El Supremo y el imperio de la ley

Protestas tras la sentencia del 1-O

Finalmente, hemos conocido la sentencia que pone el broche final al juicio del 'procés'. El Supremo ha condenado a los líderes del movimiento independentista catalán por diferentes delitos de sedición, malversación de caudales públicos y desobediencia, a penas entre 9 y 13 años de prisión.

Al augurio de estos últimos meses, esta resolución ha sentado el debate público, político y jurídico. Aquellos que nos dedicamos al estudio del derecho, nos resulta obligatorio preguntarnos: ¿Cabe la posibilidad de que los hechos hubieran sido entendidos como rebeldía y no como sedición?
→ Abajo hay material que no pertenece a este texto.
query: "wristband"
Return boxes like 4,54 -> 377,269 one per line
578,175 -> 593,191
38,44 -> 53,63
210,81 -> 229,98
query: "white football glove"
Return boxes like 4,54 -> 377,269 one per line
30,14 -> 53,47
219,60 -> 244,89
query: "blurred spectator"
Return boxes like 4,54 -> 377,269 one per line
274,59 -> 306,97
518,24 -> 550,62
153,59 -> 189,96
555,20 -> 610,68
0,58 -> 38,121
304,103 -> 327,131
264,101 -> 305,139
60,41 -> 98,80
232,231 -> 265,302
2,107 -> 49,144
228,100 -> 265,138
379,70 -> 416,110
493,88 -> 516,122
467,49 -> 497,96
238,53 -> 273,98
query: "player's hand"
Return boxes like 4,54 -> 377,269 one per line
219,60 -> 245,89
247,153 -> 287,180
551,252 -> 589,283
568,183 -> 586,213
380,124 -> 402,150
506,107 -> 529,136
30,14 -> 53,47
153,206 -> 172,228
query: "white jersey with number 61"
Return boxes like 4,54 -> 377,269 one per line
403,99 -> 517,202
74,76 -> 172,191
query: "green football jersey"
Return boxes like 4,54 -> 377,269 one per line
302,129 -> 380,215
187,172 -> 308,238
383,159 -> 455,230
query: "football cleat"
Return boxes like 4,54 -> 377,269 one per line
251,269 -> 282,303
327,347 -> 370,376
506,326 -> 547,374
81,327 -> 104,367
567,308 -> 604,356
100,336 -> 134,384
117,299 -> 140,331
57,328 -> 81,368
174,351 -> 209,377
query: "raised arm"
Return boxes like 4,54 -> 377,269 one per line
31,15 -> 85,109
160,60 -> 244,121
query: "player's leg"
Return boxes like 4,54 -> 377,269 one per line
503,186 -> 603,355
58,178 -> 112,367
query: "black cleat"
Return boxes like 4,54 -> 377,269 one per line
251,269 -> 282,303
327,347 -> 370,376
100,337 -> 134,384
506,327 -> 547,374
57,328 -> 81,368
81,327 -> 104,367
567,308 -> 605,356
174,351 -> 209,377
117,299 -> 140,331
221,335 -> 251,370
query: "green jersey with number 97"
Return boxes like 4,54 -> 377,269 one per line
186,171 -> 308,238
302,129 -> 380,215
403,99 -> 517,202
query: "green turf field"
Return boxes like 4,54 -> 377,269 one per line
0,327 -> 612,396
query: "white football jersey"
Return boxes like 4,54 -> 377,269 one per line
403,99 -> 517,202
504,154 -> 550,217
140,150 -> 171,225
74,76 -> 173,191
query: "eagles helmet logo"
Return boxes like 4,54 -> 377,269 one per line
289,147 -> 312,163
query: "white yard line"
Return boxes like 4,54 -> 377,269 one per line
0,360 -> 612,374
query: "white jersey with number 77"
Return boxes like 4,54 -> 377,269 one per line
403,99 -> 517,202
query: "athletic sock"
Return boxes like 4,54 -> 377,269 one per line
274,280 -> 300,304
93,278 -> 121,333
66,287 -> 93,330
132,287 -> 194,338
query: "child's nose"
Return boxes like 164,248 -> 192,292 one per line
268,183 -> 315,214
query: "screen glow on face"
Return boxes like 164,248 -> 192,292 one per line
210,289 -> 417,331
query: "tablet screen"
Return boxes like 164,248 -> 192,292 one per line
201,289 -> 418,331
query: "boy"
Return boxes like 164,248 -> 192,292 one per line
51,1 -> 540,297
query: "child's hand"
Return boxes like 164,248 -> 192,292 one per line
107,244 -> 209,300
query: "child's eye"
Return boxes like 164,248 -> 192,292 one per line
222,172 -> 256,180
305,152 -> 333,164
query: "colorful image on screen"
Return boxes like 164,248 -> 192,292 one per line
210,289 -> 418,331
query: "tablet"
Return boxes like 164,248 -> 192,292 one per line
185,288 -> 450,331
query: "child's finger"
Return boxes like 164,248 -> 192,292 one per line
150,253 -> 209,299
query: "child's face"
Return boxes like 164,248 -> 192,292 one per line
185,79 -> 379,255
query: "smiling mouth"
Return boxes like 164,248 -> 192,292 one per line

Los simpatizantes de esta teoría se fundamentan, principalmente, a través de dos argumentos:

En primer lugar, queda patente que la acción de los condenados se dirigía contra el ordenamiento constitucional, bien jurídico recogido por los artículos 1.1, 8.1, 9.1 86.1, 96.1 y 147.1 de la Constitución Española. Por último, el uso de la violencia para consumar tal fin. Violencia que, para muchos, se entiende como evidente al contabilizar los daños materiales producidos durante los disturbios o los distintos enfrentamientos contra las Fuerzas y Cuerpos de Seguridad del Estado.

La sentencia ha demostrado que España es un gran sistema democrático

Sin embargo, el concepto de 'violencia', entendido como uno de los elementos del tipo que recoge el Código Penal, no es aplicable como el resultado de una acción contraria a la paz o al orden social, sino como un elemento pensado como un instrumento para conseguir la ruptura de una parte del Estado, con una connotación bélica y no civil.

Desde esta perspectiva, ¿fue la violencia vivida en Cataluña durante los días previos al 1 de octubre, una violencia orquestada, dirigida y organizada para romper el marco Constitucional, o supuso una perturbación del orden público?

El Tribunal se ha decantado, en este caso, por la segunda opción, tras considerar que los desórdenes formaban parte de un 'alzamiento tumultutuario' y no de una violencia "instrumental", "preordenada", o "funcional"; considerando los hechos como sedición y no como rebelión.

El derecho penal existe para salvaguardar nuestro sistema de paz y libertad

Además, más allá del concepto de 'violencia' y tras analizar el bien jurídico protegido que había sido lesionado, nos encontramos con un segundo inconveniente: de ser entendido como rebelión, ¿en qué grado se hubiera realizado?, ¿Como consumado, en tentativa o como una mera conspiración?

El derecho penal, existe para salvaguardar nuestro sistema de paz y libertad, siempre bajo la protección de los denominados 'bienes jurídicos', valores superiores del ordenamiento.

Por ello, lo que diferencia la civilización de la barbarie es la aplicación de la ley frente a pasiones o razonamientos de hechos. Por ello, completo respeto al Tribunal Supremo como máxima instancia de salvaguarda de nuestra ley.

Una vez más, España ha demostrado que es un gran sistema democrático cuya judicatura no sigue mandatos de nadie más que del imperio de la ley, quedando reflejado en las 492 páginas de la sentencia que, más allá del debate jurídico, responde a los parámetros de justicia propios de una democracia de calidad.